Douwe Osinga's Blog: Why the blackout was no problem

Saturday, August 23, 2003

After the recent blackout in North America, there is a lot of talk again about the pro's and contra's of privatisation and deregulation of the electricity industry. Mostly about the contra's, actually. A lot of the rants I read are like: it didn't work in California, it didn't work in Australia and it is not going to work in the Netherlands either. Without a miss a discussion ensues with people saying, but it did work in Pennsylvania and Texas and actually it worked out fine in Australia and it wasn't the deregulation that failed in California.

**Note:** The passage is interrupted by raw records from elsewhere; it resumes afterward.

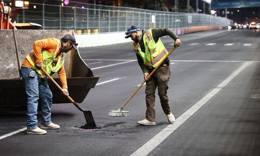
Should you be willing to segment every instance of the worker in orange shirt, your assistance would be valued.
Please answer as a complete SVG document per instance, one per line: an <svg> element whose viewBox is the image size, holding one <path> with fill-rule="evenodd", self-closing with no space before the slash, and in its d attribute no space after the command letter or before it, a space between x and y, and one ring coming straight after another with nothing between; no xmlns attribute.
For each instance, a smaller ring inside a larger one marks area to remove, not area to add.
<svg viewBox="0 0 260 156"><path fill-rule="evenodd" d="M63 53L67 53L73 48L77 49L77 45L75 37L70 34L66 35L61 39L49 38L37 41L34 43L33 49L23 62L20 73L24 81L28 98L27 134L43 134L47 132L42 129L59 128L59 125L51 121L52 94L45 79L47 76L41 69L44 68L51 76L58 73L64 90L63 94L65 96L69 96L63 65ZM39 97L42 99L40 128L38 126L36 116L37 100Z"/></svg>

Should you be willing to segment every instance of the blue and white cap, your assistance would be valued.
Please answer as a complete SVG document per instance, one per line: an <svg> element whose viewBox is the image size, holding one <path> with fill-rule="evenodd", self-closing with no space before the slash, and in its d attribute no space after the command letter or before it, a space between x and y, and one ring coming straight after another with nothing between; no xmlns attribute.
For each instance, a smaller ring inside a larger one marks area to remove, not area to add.
<svg viewBox="0 0 260 156"><path fill-rule="evenodd" d="M126 35L126 36L124 37L126 38L127 38L130 36L130 35L133 32L136 31L141 30L140 28L137 27L135 26L132 26L130 27L127 29L127 31L126 32L125 34Z"/></svg>

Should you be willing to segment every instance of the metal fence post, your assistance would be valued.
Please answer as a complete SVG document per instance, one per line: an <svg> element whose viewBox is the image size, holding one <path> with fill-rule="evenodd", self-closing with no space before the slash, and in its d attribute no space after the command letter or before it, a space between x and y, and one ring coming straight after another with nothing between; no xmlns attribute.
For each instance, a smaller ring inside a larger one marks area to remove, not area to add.
<svg viewBox="0 0 260 156"><path fill-rule="evenodd" d="M132 25L134 25L134 12L132 12Z"/></svg>
<svg viewBox="0 0 260 156"><path fill-rule="evenodd" d="M42 29L44 30L44 3L42 6Z"/></svg>
<svg viewBox="0 0 260 156"><path fill-rule="evenodd" d="M59 6L59 29L61 30L61 6Z"/></svg>
<svg viewBox="0 0 260 156"><path fill-rule="evenodd" d="M24 10L23 10L23 23L24 23Z"/></svg>
<svg viewBox="0 0 260 156"><path fill-rule="evenodd" d="M88 34L88 8L87 9L87 31Z"/></svg>

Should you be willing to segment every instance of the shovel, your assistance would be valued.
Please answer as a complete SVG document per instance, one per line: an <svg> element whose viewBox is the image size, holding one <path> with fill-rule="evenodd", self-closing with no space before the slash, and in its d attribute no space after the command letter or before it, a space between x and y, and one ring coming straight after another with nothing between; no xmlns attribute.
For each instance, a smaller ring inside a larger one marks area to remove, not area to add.
<svg viewBox="0 0 260 156"><path fill-rule="evenodd" d="M42 67L41 67L41 70L42 70L42 71L44 73L44 74L46 75L47 75L47 76L52 81L52 82L55 84L55 85L61 91L61 92L62 93L63 93L63 92L64 92L64 90L62 89L62 88L61 88L61 87L53 79L50 75L48 73L46 72L46 71L44 70ZM97 125L96 125L96 124L95 123L95 121L94 120L94 118L93 117L93 115L92 115L92 113L91 113L91 111L90 110L84 110L84 109L82 109L81 108L79 107L79 106L78 105L74 100L72 99L70 96L68 96L67 97L69 99L69 100L71 102L72 102L74 105L75 105L78 109L79 110L80 110L81 112L83 112L83 114L84 114L84 116L85 117L85 119L86 119L86 122L87 122L87 124L89 126L92 126L93 127L96 127Z"/></svg>

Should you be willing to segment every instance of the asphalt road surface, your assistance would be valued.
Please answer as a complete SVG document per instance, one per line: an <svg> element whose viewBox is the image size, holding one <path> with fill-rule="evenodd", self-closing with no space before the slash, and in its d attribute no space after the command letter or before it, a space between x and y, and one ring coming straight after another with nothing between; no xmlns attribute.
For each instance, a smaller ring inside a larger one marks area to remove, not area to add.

The conclusion probably is that deregulation can work, but that it won't if you don't take care.

The point is, humans fail to see that a lot of small gains can outweigh one big disadvantage. The black out in North America is a point in case. People tend to think that an occurrence like that proves that failure of deregulation. The total costs seem to be around 1 billion dollar. It seems a lot, but the total bill of electricity generation in the US is somewhere around 400 billion dollar. If due to deregulation something like this would happen four times a year extra, it would drive up costs by about 1%. Deregulation typically aims to reduce costs by 20%.

Farm subsidies are another example. The Common Agriculture Policy, which spends (some would say wastes) about 50 billion euros a year on farm subsidies, costs every European a little (well, 150 euros or so). But it brings a lot of money to the farmers. So anytime somebody proposes to cut the subsidies, the farmers get mad and park their tractors on the highway. The general public thinks: it's not fair that they want take money from those farmers.